Computer analysis of oxygen levels in the blood during sleep could — by itself — provide an easy, relatively inexpensive and sufficiently reliable way to determine which children who snore habitually could benefit from a diagnosis and treatment for obstructive sleep apnea. This approach was most accurate for children with severe apnea.
Because of the scarcity of clinical sleep laboratories and certified pediatric sleep specialists — as well as the high costs, inconvenience for parents and children and the need for overnight staff — only a minority of children with sleep apnea, even in the United States and Europe, are thoroughly evaluated. The lack of resources for sleep studies is even more problematic in less developed countries.
“By simplifying the procedure and dramatically reducing the cost, we believe we can evaluate more children who are at significant risk, especially in areas where there is limited access to a pediatric sleep laboratory facility,” said the study’s senior author, David Gozal, MD, MBA, professor of pediatrics at the University of Chicago and immediate past president of the American Thoracic Society (ATS).
In the ATS’s American Journal of Respiratory and Critical Care Medicine, a multinational group of researchers describe an automated system they developed that incorporates 23 analytic features into a diagnostic neural-network algorithm.

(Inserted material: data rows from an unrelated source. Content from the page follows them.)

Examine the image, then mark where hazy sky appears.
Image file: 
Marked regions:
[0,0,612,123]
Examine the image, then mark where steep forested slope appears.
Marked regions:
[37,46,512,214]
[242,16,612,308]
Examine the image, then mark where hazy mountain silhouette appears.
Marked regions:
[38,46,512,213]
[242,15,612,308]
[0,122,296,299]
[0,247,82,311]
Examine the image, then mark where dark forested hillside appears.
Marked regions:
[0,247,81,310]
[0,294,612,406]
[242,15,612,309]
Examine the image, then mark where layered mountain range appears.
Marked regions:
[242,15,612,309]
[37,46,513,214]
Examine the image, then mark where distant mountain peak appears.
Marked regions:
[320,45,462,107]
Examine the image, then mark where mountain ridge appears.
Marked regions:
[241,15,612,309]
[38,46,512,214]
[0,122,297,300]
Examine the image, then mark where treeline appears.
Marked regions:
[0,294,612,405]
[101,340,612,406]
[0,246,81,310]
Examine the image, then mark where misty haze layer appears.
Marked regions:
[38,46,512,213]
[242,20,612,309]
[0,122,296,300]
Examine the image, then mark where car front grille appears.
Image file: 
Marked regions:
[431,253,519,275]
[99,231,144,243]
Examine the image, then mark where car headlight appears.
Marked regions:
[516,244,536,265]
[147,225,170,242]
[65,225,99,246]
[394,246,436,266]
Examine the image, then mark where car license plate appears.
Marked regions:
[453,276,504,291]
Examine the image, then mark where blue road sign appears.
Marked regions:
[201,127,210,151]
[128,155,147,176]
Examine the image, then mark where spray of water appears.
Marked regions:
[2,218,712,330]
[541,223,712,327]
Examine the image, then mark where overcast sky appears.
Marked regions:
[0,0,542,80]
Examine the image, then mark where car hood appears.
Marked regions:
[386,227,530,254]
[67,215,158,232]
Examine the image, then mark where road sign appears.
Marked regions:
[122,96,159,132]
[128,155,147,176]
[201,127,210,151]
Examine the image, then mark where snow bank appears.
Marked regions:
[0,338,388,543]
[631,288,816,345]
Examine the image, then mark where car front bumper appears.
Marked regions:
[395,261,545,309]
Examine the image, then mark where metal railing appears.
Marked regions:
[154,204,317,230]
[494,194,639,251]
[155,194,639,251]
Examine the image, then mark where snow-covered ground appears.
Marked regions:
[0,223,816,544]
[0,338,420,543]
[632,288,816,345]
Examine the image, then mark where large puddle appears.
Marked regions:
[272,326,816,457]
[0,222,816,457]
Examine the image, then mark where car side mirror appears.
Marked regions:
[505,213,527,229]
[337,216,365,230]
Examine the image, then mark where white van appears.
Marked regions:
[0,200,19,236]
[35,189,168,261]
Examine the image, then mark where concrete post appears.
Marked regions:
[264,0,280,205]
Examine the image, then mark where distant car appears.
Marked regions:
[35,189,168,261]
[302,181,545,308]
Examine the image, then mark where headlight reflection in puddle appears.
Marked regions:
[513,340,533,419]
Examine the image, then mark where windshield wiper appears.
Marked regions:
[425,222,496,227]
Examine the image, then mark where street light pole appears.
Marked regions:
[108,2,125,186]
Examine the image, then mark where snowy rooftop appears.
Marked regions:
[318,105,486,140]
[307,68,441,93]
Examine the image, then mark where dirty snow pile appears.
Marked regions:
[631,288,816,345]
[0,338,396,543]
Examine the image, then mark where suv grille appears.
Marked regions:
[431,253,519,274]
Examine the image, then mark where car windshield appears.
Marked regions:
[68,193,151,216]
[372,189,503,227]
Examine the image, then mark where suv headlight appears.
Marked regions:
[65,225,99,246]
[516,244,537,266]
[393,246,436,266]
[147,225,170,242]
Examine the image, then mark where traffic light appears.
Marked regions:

All of their data comes from a pulse oximeter, a simple device that clips onto a patient’s fingertip to measure his or her heart rate and blood-oxygen levels overnight.
Their study, “Nocturnal Oximetry-Based Evaluation of Habitually Snoring Children,” posted early online on the journal’s website, showed that this pared-down approach compared favorably to a full sleep study. The authors estimate it could cut costs by as much as 90 to 95 percent.
The preferred routine for diagnosing sleep apnea in the U.S. is polysomnography. This is based on the use of an oximeter to record oxygen levels, but adds additional components such as brain activity monitors, eye movement assessment, cardiac signal recordings and measures of muscle tension. A video camera typically records each study. This approach, considered definitive, requires a lot of equipment and multiple staff.
To assess the need for these additional diagnostic measures, the researchers compared their oximeter-based automated system to polysomnography. They analyzed more than 4,000 studies performed on children aged two to 18 years old, who were referred to one of 13 leading pediatric sleep laboratories around the world for frequent snoring or other signs of obstructive sleep apnea. They found that the data from measures other than oximetry was of limited additional value.
“In an odd way, this effort to cut back on resources could be seen as a major advance,” Gozal said. “Access to an accurate and easily implemented diagnostic tool, such as overnight oximetry for obstructive sleep apnea, could increase the frequency and lower the cost of screening, providing a simple, robust way to detect children at high risk and get them into treatment.”
The accuracy of oximetry alone was “increasingly robust as disease severity increased,” the authors note. This test detected about 75 percent of children with mild apnea, most of whom will not require treatment. It detected 82 percent of those with moderate disease and 90 percent of those with severe sleep apnea.
Children who did not appear to need treatment “could be retested within a few weeks,” the authors suggest, “if their symptoms persisted.”
Pediatric sleep apnea is common, affecting three to five percent of all children. Persistent sleep disruption can affect a child’s cognitive and physical development and increase the risk of hypertension, diabetes and cardiovascular disease later in life.
This approach “could enable early, frequent, and inexpensive screening of all snoring children and identify those who would definitely need to be treated,” the authors wrote.